I was going to post this set of shots earlier, but the orples were bugging me, and then they got hung up in some tree roots trying to cross the path, so I did a post on the orples to keep them satisfied. If they can keep up, they can join us as I show you one way to reach the rocks bordering the James River. This is a popular hangout spot for old and young alike on our hot summer days in the city. When the rains are heavy, sometimes the rocks can no longer be seen as the river rises within the boundaries of its shores. To begin the trek to the river, we must first park the car, then climb some old steps onto the well worn path.
For those of you who are new to my blog and don’t know what orples are, you can go to the Orples Overview section of my blog to learn more about them, if you so desire. ;) In the meantime, it is off to the river we go…
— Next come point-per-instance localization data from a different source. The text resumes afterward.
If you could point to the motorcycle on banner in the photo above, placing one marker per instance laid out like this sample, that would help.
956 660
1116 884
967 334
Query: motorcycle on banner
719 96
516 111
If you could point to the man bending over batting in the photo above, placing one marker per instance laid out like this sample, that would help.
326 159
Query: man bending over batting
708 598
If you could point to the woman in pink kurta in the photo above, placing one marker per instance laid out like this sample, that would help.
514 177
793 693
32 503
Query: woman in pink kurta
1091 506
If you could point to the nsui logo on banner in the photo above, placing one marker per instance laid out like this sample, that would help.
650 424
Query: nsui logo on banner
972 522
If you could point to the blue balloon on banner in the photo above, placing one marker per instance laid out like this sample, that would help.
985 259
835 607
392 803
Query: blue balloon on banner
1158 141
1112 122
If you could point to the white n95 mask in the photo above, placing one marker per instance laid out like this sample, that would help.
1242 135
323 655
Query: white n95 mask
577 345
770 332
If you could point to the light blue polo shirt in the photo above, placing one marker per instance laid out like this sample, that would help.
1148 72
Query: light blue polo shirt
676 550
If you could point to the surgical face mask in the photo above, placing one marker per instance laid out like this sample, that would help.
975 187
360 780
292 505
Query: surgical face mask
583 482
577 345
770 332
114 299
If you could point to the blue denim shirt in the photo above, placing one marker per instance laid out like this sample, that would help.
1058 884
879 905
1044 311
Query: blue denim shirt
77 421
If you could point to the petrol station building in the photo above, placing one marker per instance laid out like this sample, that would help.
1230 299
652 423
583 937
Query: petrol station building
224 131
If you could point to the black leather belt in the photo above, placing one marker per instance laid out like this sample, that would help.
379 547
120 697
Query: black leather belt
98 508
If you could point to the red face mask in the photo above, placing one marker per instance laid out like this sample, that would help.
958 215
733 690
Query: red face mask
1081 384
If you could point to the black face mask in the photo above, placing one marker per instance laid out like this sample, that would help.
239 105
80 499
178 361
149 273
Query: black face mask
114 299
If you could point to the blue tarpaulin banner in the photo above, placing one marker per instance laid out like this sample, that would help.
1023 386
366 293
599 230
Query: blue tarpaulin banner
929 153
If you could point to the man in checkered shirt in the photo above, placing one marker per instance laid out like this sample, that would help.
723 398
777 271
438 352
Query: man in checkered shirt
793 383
Set off on the far corner of the parking lot, in the shade, our journey begins.
This is a better view of the steps leading up to the narrow path leading to the river. For those carrying coolers, with the intent of spending the day on the rocks, it is a challenging path, no doubt. Watch your step.
This is a better shot of the tree in the path the orples got hung up in on the last post I did ( Today 6.4.12). Wearing zorries is not recommended when trying to make your way over these roots. The bank to the left goes straight down the side of the hill. Falling over the side of the bank would be a real bummer.
Once you get past the tree in the path, another set of stone steps beckons you further up the hill.
This structure stands at the top of the hill. I am not sure what it’s purpose is, really. It may have been a building that never was built, or maybe at one time there was a roof on those steel beams. This has been in for years, and I’ve never seen it in any form other than from that shown here. And I used to walk this path often, when my kids were teens and we’d come to the river. There is a porta potty tucked in the corner though, so it makes a great stop off spot, if you know what I mean.
A sign clues visitors in as to what this little path is all about and lists a few rules to follow. There is also a map of the trails, which can be accessed by bike or foot in most areas.
This is a better view of the map taken from the sign above.
It appears the orples have caught up with us. They seem to be mastering the steps. Good for them. In the background, there is a bridge crossing some railroad tracks. The gates accessing the foot bridge are locked at night to keep people off of the rocks after dark. The bridge is caged to prevent people from throwing things over the side onto the train tracks below.
These are some of those trains I was telling you about, parked along the tracks.
And if you keep looking, you’ll see more trains.
Standing on the platform leading to a set of stairs going down, you can look out over the rocks. Not many people have camped out today. It is still early in the year, but as summer progresses, towels are spread out over the rocks, much like you see at the beach.
Looking down from our perch, you can make out the tops of people’s head that have taken the stairs down to ground level. I think we’ll bypass that trip today. Maybe later. For now, a birds-eye view will give you an idea of how far above the ground we are now standing. If I remember correctly, there are five or six flights of steps down to the bottom.
Here’s one more look out over the outer shores of the river (hidden by the trees). Enjoy your view.
This is a better shot of those stairs Olivia and Oscar were descending in our earlier shot, heading toward the river. Now you can really see the porta potty, I was telling you about earlier.
And here is a different perspective on those stairs we crossed awhile ago coming up the hill. I love the way the rock ties in with the elements of nature as though the steps are a natural part of their surroundings.
As we arrive back at the parking lot, it looks as though Olivia and Oscar managed to keep up, after all. They are going to be two tired little orples when they get home, no doubt. That was quite a trek to travel when you’re the size of an orange. My little orple buddies make me proud!